Tribù - Vargas Llosa la evoca, lo
scrittore, nel titolo del suo ultimo libro, “Il richiamo della tribù”, come
“appartenenza”. Nel suo caso alla “tribù liberale”, da A.Smith a Popper. Che è
il contrario dello “spirito della tribù” che Popper depreca: la riduzione o negazione
delle individualità per poterle meglio irreggimentare e comandare. O la costruzione
delle “masse”, indistinte, amorfe. Attraverso il richiamo dell’irrazionalismo,
dell’emotività primitiva, che resta annidata nello stesso uomo civilizzato, che
non avrebbe mai superato o abbandonato come una sorta di ricordo felice il suo
passato di animale nella mandria.
Il
tribalismo è modernamente un (liberale) concetto di nazione.
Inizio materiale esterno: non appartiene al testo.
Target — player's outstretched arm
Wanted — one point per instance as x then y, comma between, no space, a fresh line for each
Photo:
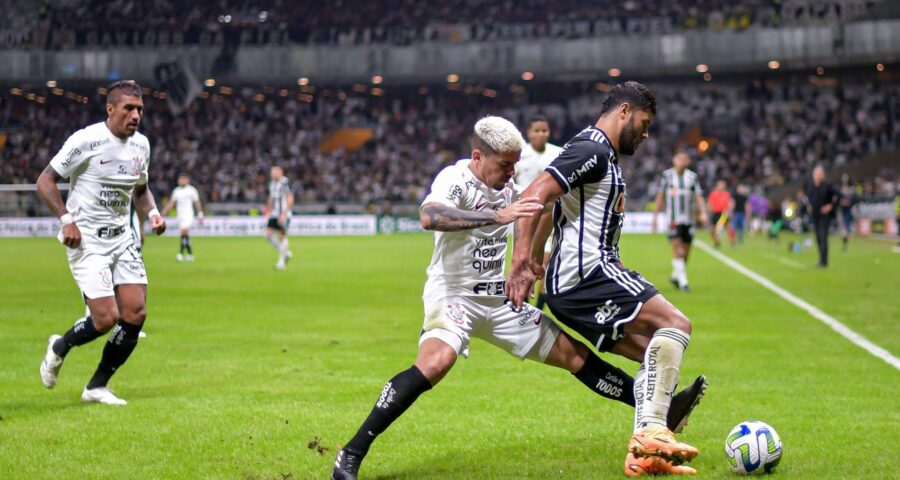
523,272
144,201
444,218
49,193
Uno stato
intermedio - uno degli stati intermedi, con l’ideologia, il partito politico, l’associazionismo
– tra l’individuo e il potere, o l’ordine. Tanto più se sovranamente lontano. Arcano nella globalizzazione molto più che nella concezione tradizionale del potere, e sotto il falso sembiante della pubblicità, della openness.
Lo spirito di tribù Popper depreca come
tradizione artefatta e infetta, indotta o impostata a fini catastrofici. Vargas
Llosa ne fa invece un muro liberale, difensivo, a protezione del pensiero, sempre minoritario e minacciato. Nel nome dello stesso Popper. In uno
“spirito di comunità” – nel suo caso tra grandi pensatori accomunati dal
credo liberale: A.Smith, Ortega y Gasset, von Hayek, Popper, Aron, Berlin e
Jean-François Revel. Una comunità di resistenza: l’appartenenza a un gruppo
sociale, nazionale, a fini di miglioramento-difesa reciproca. Degli interessi o semplicemente
delle idee.
Lo spirito di tribù Popper temeva retrospettivamente, sullo sfondo del populismo prebellico
nazifascista, estremamente popolare, sfociato nei lager e nella guerra. Ora è all’opposto, contro il “pensiero unico”
e le manipolazioni finanziarie, o impoverimento relativo.